The rotation, well, that’s something that may be worrisome to many. Felix, who’s slated to make $81.6M over the next three years ($27.2/yr), had his worst season as a major league player. Iwakuma had an alright season, but it’s not a good thing if your #2 pitcher is just alright. James Paxton had an absolutely spectacular season. Taijuan Walker finished the season with a HR/9 of 1.81. That’s, like, really really not good. How not good? It was the fourth worst HR/9 rate in the MLB (min. 130 IP). Walker didn’t even eclipse 1 WAR. Ariel Miranda was pretty solid for a #5 pitcher, but his peripherals aren’t awesome.

I’m excited about next season. A lot of people will talk about the Mariners’ extremely mediocre farm system, and the fact that they have no assets to move. Hell, I’ll talk about those things. But to me what this offseason means is another offseason for Jerry Dipoto to work his magic and continue to impose his philosophy upon this roster. With last year’s roster, Dipoto did all he could to maintain a healthy balance between winning now while still having some things to look forward to in the future.

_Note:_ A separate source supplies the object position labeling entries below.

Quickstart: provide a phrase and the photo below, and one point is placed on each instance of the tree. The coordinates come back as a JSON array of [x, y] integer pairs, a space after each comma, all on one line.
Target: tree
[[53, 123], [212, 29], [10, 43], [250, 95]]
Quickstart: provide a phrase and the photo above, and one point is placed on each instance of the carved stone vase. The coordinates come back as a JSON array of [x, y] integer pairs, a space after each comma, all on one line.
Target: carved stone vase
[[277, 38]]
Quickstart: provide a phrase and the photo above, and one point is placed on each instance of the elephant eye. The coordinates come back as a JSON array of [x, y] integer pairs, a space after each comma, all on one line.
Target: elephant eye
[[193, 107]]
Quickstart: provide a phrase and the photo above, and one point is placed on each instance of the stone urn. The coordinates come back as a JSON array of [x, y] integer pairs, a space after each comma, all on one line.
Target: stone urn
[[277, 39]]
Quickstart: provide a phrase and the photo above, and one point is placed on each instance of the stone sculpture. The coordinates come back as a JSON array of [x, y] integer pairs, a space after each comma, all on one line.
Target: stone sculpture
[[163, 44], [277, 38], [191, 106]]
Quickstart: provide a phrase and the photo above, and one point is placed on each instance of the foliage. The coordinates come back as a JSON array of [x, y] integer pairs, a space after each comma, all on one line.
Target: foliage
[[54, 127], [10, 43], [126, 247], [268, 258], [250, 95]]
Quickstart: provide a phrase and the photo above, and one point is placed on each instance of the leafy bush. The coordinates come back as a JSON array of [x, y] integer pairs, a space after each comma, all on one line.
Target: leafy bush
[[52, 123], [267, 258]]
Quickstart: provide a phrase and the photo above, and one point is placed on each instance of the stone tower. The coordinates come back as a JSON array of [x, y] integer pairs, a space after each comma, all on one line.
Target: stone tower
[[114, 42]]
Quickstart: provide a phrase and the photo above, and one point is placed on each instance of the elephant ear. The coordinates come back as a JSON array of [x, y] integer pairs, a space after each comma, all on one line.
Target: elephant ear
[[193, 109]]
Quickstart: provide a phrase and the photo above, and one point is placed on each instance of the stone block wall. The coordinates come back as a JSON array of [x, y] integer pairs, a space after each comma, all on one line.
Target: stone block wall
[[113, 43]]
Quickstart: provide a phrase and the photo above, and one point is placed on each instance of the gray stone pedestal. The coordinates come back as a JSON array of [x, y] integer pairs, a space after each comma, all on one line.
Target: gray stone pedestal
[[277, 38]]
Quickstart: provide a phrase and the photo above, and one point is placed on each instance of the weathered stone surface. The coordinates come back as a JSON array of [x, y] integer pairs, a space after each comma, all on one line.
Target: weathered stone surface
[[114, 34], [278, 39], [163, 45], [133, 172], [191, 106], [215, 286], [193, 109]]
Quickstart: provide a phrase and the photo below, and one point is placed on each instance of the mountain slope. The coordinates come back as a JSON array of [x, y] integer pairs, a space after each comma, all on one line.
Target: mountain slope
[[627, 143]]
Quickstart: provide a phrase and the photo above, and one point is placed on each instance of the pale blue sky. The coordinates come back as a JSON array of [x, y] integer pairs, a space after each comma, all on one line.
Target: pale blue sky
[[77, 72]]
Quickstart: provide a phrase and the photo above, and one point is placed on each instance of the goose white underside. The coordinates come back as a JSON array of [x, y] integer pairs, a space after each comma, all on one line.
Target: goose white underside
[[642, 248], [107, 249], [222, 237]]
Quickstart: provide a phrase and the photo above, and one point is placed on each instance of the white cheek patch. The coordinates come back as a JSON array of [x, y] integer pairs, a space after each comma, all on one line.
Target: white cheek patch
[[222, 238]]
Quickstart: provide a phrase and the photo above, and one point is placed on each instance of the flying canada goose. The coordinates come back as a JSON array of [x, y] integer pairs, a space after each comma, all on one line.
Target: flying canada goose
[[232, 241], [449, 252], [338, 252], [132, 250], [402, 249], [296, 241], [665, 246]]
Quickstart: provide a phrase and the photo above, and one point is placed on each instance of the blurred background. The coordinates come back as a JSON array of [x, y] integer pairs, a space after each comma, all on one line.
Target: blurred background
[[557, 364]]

At times that means you’re stuck with having Nelson Cruz and Seth Smith in the field. That means you’re forced to go with James Paxton and Taijuan Walker in the rotation. That means you choose one of Ketel Marte/Brad Miller and go with them. Not everything worked out, but nothing was a complete disaster. And that’s what the 2016  Mariners lacked that the 2015 Mariners had. Disasters. There were no Mike Zuninos hitting .174, and upgrading to Chris Iannetta alone was a rather significant improvement. Having black holes can have an effect on your team just as much as a superstar can have on your team. In many ways, I suppose, 2015 Mike Zunino was the anti-superstar.

Dipoto and Servais conceivably will have a couple prospects to feature on the roster. I’m not sure how they feel about them, but there’s some things to like about at least a couple players. Tyler O’Neill won about every minor league award he could, D.J. Peterson improved upon his abysmal 2015, Boog Powell will hopefully stop doing steroids. The near future is bright! Come March, the Mariners will have shaped up into a fun squad and GLOBAL WARMING WILL HAVE TIGHTENED ITS GRIP ON EARTH’S ATMOSPHERE THAT MUCH MORE. Just kidding. For the most part.